Who says we are not living in interesting times? If you still doubt this assertion, a look at what transpired in Singapore on June 12 is enough to convince you of the veracity of the statement. From trading allegations to indulging in nuclear brinkmanship came a passionate handshake, exchange of comforting words and personal praises and high-sounding claims of resetting the relationship.
The historic summit between US President Donald Trump and North Korean Supreme Leader Kim Jong-un was the stuff of legends. Not because it resulted in any major breakthrough but because of the optics and the message it sent across for all the right and wrong reasons.
Since the idea of the meeting was mooted by Pyongyang, no one had imagined the meeting would achieve what decades of diplomacy, intimidation and sanctions could not. Both sides sought to use the momentous occasion to suit their interests. Washington was interested in finding a permanent solution to the dreaded nuclearisation of the Korean Peninsula, while Pyongyang looked forward to reducing the ill-effects of the economic sanctions and breaking its international isolation.
What is the concrete outcome of the summit? The jury is out and the positions being taken vary depending upon the ideological orientation of the commentators. The four-point declaration signed by the leaders of the US and North Korea is too generic and broad to commit to anything more concrete and quantifiable. Against Chairman Kim’s ‘firm and unwavering commitment of completely denuclearising the Korean Peninsula’, President Trump has ordered the halting of the military games – a reference to the joint military exercises conducted by the US and South Korean armies – much to the surprise of Seoul. Trump called the exercises ‘provocative’ and ‘inappropriate,’ thereby endorsing the position taken by North Korea vis-a-vis the exercises.

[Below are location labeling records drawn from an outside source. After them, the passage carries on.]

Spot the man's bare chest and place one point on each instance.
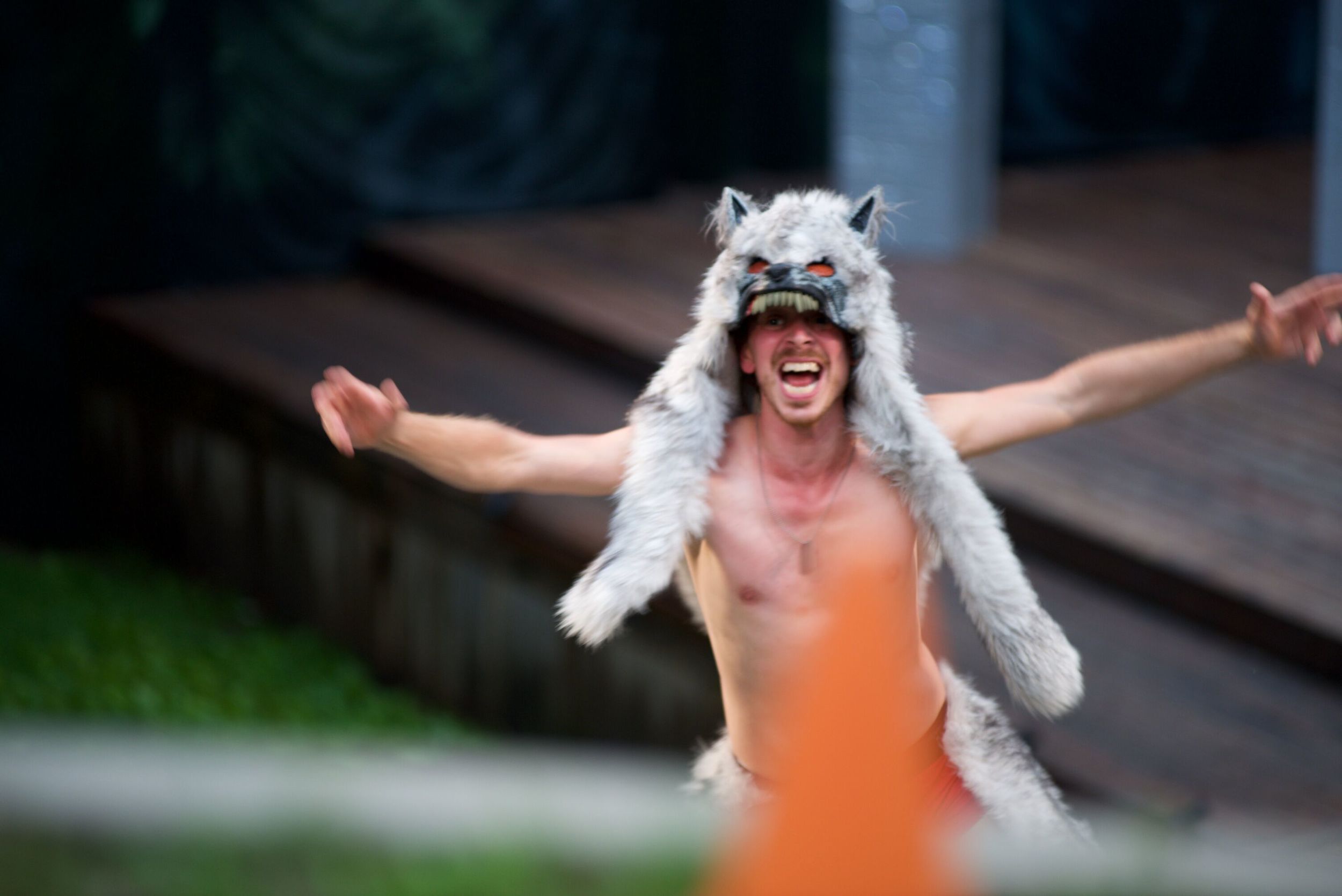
(775, 549)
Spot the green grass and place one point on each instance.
(323, 867)
(112, 638)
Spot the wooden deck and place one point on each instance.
(205, 447)
(1223, 502)
(200, 416)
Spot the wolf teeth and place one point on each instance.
(787, 298)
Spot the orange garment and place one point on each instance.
(938, 781)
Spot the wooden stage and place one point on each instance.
(1190, 549)
(1224, 501)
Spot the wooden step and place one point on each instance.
(200, 427)
(206, 447)
(1176, 720)
(1222, 502)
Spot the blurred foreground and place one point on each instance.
(98, 812)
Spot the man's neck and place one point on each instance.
(798, 453)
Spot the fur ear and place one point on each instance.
(870, 216)
(729, 213)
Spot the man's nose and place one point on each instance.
(799, 332)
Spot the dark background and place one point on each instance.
(148, 144)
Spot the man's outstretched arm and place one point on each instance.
(1118, 380)
(469, 453)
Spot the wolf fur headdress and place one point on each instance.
(681, 419)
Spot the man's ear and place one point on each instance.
(870, 215)
(729, 213)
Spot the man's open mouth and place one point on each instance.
(800, 378)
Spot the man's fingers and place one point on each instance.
(332, 421)
(393, 395)
(1313, 348)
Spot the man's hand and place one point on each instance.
(1298, 319)
(355, 415)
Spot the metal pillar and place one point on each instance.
(916, 97)
(1328, 183)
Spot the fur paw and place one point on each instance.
(591, 614)
(1043, 670)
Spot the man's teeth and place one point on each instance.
(790, 298)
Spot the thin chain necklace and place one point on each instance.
(807, 548)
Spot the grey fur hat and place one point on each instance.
(681, 419)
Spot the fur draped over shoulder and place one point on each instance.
(680, 424)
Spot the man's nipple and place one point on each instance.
(750, 596)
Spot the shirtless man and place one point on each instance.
(793, 472)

The immediate outcome of the meeting is that the danger of a nuclear war breaking out in the Korean Peninsula, so real until a few months ago, is off the table – at least for the time being. Looking at the bigger picture, this appears to be an epic achievement in itself, though the devil, as they say, lies in the details – vexed, complicated and multi-layered as they are in case of the troubled relationship between the two countries.
Real work will get underway after President Trump’s close aides, US Secretary of State Mike Pompeo and those at the helm of his national security team sit down with their North Korean counterparts to walk the talk in an attempt to hammer a deal that is acceptable to both Washington and Pyongyang.
At the marathon press conference that he addressed after the meeting with Kim, Trump skilfully avoided responding to the likely scenarios in case the latest efforts at peace-building failed. He even hinted at having a conversation with his Chinese and South Korean counterparts to update them on what transpired between him and Kim Jong-un. Trump’s intention to win the buy-in of neighbouring countries with legitimate stakes in the region demonstrates the willingness to evolve a regional approach to end the Korean conflict.
Critics of the summit have identified a dichotomy in the approach employed by the US leader while dealing with North Korea and Iran. They say that what North Korea’s leader has committed to do does not represent anything new or concrete, it is something that has been agreed to in the discussions the diplomats and second-tier leaders of both the countries have had during the past two decades. They are of the view that the US president has invested his political capital in a deal that is not even in the making and the broad contours of which have yet to be worked out mutually.
However, in case of the Iran nuclear deal, which was so painstakingly put together by the Obama administration with the help of the permanent-five plus EU, and which President Trump summarily scrapped, a set of actions aimed at cross-checking, verifying and monitoring the nature of nuclear activities was incorporated followed by the announcement of punitive measures to be adopted in case violations were verified.
Except for the US, all parties to the historic Iran nuclear deal, including the nuclear watchdog IAEA, affirmed that Iran was complying with its obligations. Trump still went ahead with his plan to walk out of the deal . Contrarily, he has gone all out in the case of North Korea. Trump’s performance vis-a-vis the North Korean deal, if any is clinched in due course of time, will be judged against the standards he set for himself when he undid the Iran nuclear deal.
Trump’s famous tweet about knowing within a second whether Kim was a serious peace-builder or not can also be seen in the context of his trademark style that knows no diplomatic restraint. What the summit actually did is grant legitimacy to the Kim regime. In a battle of optics, he scored a much needed victory, something his father and grandfather could not accomplish. Trump treated him as an equal. The number of delegates who joined both leaders at the delegation-level talks was equal, as was the number of flags that were displayed equally behind them as they shook hands in front of the cameras.
It has been pointed out that the Singapore summit has worked out a roadmap for dictators by setting new rules of the game: you acquire the nuclear power that you can brandish as your strength and then bring your adversary down to the table by resorting to brinkmanship.
A more charitable view of the meeting is that in the most intricate relationship where all else failed, President Trump played a masterstroke to break the deadlock and get the process going. At best, the summit has given both Trump and Kim a rare window of opportunity within which to finalise and hone their strategy of denuclearisation. The process is no doubt thorny and strewn with various potential pitfalls which can prove to be a deal-breaker at the throw of a hat. But this is where the sincerity of President Trump and Chairman Kim will be tested in due course of time.